Since the founding of the new Math Śaśi had devoted himself heart and soul to the worship and service of the Master. All were amazed at his devotion. Just as he had tended Sri Ramakrishna’s physical body during his illness, so now, with the same unswerving zeal, he worshipped the Master in the shrine room. A member of the monastery was reading aloud from the lives of Buddha and Chaitanya.

He was a little sarcastic while reading Chaitanya’s life. Narendra snatched the book from his hand and said, “That is how you spoil a good thing!”

Narendra read the chapter describing how Chaitanya gave his love to all, from the brahmin to the pariah.

A BROTHER: “I say that one person cannot give love to another person.”

NARENDRA: “But the Master gave it to me.”

BROTHER: “Well, are you sure you have it?”

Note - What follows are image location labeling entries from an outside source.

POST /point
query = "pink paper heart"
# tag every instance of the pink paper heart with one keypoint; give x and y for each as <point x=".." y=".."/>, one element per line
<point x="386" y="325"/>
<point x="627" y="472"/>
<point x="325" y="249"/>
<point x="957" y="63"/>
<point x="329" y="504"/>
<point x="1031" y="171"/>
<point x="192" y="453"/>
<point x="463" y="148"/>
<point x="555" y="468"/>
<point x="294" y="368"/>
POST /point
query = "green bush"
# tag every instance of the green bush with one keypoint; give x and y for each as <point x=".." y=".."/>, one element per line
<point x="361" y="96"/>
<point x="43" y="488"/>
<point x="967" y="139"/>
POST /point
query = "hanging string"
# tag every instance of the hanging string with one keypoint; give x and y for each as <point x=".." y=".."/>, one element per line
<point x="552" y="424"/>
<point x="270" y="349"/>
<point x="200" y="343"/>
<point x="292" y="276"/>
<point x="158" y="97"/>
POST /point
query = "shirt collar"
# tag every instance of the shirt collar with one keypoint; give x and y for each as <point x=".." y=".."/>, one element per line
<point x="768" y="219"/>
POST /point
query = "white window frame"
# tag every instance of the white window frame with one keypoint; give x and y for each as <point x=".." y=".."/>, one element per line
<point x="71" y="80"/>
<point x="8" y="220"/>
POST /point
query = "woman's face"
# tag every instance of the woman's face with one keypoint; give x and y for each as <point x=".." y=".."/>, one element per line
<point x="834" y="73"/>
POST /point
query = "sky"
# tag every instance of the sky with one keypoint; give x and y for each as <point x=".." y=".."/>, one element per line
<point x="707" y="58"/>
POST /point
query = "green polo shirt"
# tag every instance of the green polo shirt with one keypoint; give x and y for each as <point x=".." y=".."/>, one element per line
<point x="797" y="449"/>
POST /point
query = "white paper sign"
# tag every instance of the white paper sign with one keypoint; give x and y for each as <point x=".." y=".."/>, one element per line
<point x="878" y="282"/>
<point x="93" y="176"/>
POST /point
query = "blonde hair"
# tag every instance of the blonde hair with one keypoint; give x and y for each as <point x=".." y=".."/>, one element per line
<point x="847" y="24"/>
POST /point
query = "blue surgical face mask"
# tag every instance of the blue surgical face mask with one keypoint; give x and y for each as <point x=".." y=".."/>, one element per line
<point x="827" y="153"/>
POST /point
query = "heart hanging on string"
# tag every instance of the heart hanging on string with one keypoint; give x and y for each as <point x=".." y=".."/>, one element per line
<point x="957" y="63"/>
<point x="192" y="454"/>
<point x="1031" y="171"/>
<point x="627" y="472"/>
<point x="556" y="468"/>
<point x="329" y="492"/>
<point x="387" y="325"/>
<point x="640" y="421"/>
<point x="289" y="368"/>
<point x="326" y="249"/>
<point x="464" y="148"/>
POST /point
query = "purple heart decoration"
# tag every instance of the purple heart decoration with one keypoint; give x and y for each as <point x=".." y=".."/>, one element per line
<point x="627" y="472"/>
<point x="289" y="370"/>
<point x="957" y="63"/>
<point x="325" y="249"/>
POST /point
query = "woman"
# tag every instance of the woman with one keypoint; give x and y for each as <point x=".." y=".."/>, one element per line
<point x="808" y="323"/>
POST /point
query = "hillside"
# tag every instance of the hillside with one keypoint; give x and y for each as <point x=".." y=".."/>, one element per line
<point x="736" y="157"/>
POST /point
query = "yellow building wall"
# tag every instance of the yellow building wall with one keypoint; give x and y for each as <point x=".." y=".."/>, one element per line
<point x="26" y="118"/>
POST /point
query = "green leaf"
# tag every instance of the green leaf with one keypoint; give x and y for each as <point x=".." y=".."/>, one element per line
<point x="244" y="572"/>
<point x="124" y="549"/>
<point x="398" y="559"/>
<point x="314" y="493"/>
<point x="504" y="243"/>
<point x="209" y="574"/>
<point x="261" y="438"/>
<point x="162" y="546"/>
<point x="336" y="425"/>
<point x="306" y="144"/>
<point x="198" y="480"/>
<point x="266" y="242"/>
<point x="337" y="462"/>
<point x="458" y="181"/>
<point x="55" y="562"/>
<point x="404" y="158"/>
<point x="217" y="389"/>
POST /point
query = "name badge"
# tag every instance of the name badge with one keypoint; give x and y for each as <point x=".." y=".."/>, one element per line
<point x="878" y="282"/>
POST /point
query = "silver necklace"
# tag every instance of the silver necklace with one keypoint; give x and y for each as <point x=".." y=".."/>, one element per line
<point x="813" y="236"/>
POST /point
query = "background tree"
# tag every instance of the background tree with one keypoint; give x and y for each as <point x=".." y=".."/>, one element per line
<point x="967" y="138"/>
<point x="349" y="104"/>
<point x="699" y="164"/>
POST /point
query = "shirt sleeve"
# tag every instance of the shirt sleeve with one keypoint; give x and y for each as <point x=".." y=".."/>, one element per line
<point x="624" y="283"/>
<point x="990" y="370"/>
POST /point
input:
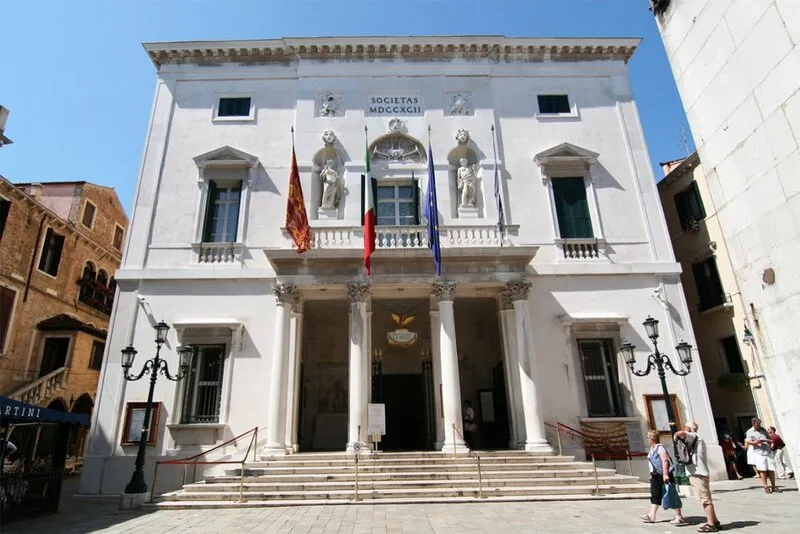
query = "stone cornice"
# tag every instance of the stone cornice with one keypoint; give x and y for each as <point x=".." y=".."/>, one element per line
<point x="495" y="48"/>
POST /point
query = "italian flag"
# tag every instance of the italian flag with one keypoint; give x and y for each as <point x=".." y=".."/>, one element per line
<point x="369" y="216"/>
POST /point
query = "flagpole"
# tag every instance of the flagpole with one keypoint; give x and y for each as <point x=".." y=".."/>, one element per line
<point x="498" y="191"/>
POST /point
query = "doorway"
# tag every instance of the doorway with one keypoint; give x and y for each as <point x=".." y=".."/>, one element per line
<point x="405" y="412"/>
<point x="54" y="354"/>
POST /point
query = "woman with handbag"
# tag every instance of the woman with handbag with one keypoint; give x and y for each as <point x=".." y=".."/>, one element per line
<point x="469" y="424"/>
<point x="663" y="491"/>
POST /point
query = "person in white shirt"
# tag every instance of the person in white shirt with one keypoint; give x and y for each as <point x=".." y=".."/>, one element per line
<point x="698" y="471"/>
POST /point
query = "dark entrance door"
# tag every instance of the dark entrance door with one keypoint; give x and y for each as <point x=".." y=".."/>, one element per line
<point x="54" y="355"/>
<point x="405" y="413"/>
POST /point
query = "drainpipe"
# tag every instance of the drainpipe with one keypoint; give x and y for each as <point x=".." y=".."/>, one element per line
<point x="33" y="258"/>
<point x="758" y="341"/>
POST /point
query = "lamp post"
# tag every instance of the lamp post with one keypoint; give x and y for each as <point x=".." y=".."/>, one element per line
<point x="659" y="361"/>
<point x="153" y="365"/>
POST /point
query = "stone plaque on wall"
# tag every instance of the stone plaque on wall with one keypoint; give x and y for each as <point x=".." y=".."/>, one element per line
<point x="395" y="104"/>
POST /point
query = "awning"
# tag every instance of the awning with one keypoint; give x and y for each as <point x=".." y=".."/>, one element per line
<point x="12" y="412"/>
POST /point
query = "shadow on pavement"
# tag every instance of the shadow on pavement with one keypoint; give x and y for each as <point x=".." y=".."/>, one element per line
<point x="77" y="514"/>
<point x="733" y="525"/>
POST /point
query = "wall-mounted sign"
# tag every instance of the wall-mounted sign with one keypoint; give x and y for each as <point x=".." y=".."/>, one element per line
<point x="394" y="104"/>
<point x="376" y="419"/>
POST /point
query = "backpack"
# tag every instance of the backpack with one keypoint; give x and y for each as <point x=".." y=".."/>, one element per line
<point x="685" y="450"/>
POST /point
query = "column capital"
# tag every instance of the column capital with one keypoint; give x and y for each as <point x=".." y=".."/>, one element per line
<point x="505" y="302"/>
<point x="444" y="290"/>
<point x="286" y="294"/>
<point x="358" y="292"/>
<point x="297" y="304"/>
<point x="518" y="290"/>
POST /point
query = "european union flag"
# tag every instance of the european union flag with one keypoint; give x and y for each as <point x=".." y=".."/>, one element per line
<point x="431" y="214"/>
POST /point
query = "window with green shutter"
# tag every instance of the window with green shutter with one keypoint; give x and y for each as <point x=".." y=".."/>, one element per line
<point x="572" y="208"/>
<point x="690" y="206"/>
<point x="222" y="212"/>
<point x="709" y="285"/>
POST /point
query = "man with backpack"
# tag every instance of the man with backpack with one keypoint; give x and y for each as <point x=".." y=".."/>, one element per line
<point x="691" y="450"/>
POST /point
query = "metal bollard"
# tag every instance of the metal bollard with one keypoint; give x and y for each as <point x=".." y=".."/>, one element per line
<point x="153" y="487"/>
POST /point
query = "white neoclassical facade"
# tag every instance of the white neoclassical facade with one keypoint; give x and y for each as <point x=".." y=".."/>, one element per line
<point x="526" y="318"/>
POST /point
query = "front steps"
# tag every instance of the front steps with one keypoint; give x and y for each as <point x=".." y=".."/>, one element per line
<point x="414" y="477"/>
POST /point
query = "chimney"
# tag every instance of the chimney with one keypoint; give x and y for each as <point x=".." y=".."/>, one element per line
<point x="36" y="191"/>
<point x="3" y="118"/>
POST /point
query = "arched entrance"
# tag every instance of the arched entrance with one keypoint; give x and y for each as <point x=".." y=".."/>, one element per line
<point x="58" y="404"/>
<point x="84" y="404"/>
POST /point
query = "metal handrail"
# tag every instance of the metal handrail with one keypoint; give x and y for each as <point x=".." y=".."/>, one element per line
<point x="357" y="453"/>
<point x="470" y="452"/>
<point x="191" y="460"/>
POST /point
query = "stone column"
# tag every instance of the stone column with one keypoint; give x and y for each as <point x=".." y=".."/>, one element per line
<point x="448" y="352"/>
<point x="285" y="295"/>
<point x="508" y="336"/>
<point x="359" y="368"/>
<point x="532" y="409"/>
<point x="293" y="379"/>
<point x="436" y="359"/>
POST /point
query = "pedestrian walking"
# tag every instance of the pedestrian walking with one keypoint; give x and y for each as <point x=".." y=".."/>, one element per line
<point x="469" y="424"/>
<point x="729" y="452"/>
<point x="661" y="474"/>
<point x="779" y="449"/>
<point x="699" y="474"/>
<point x="760" y="455"/>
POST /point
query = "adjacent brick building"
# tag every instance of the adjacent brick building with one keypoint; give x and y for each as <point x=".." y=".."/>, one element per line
<point x="60" y="244"/>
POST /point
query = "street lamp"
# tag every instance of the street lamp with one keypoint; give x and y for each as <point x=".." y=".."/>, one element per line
<point x="658" y="361"/>
<point x="153" y="365"/>
<point x="748" y="337"/>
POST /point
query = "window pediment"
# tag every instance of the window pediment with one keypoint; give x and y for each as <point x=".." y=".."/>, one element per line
<point x="565" y="154"/>
<point x="397" y="147"/>
<point x="225" y="156"/>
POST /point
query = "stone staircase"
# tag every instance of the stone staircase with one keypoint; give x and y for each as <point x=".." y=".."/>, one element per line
<point x="414" y="477"/>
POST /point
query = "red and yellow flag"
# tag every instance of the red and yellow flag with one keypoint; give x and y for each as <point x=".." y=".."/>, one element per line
<point x="296" y="217"/>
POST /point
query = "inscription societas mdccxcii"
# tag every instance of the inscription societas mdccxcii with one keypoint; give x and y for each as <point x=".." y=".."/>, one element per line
<point x="394" y="104"/>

NARENDRA: “What can you understand about love? You belong to the servant class. All of you must serve me and massage my feet. Don’t flatter yourselves by thinking you have understood everything. Now go and prepare a smoke for me.”

All laughed.

THE BROTHER: “I surely will not.”

M. (to himself): “Sri Ramakrishna has transmitted mettle to all the brothers of the Math.

It is no monopoly of Narendra’s. Is it possible to renounce ‘woman and gold’ without this inner fire?”

May 10, 1887

It was Tuesday, a very auspicious day for the worship of the Divine the Mother.

Arrangements were being made for Her special worship at the monastery.

M. was going to the Ganges to take his bath. Rabindra was walking alone on the roof. He heard Narendra singing the Six Stanzas on Nirvāna: Death or fear I have none, nor any distinction of caste;

Neither father nor mother nor even a birth have I; Neither friend nor comrade, neither disciple nor guru: I am Pure Knowledge and Bliss: I am Śiva! I am Śiva!

I have no form or fancy; the All-pervading am I;Everywhere I exist, yet I am beyond the senses;

Neither salvation am I, nor anything that may be known:

I am Pure Knowledge and Bliss: I am Śiva! I am Śiva!

Rabindra went to the Ganges to take his bath. Presently he returned to the monastery clad in his wet cloth.

Narendra said to M. in a whisper: “He has bathed in the Ganges. It would be good to initiate him now into sannyās.”

Both Narendra and M. smiled.

Prasanna asked Rabindra to change his wet cloth and gave him a dry Gerruā cloth.

Narendra said to M., “Now he is going to put on the cloth of renunciation.”

M. (with a smile): “What kind of renunciation?”

NARENDRA: “Why, the renunciation of ‘woman and gold’.”

Rabindra put on the ochre cloth and entered Kāli Tapasvi’s room to meditate.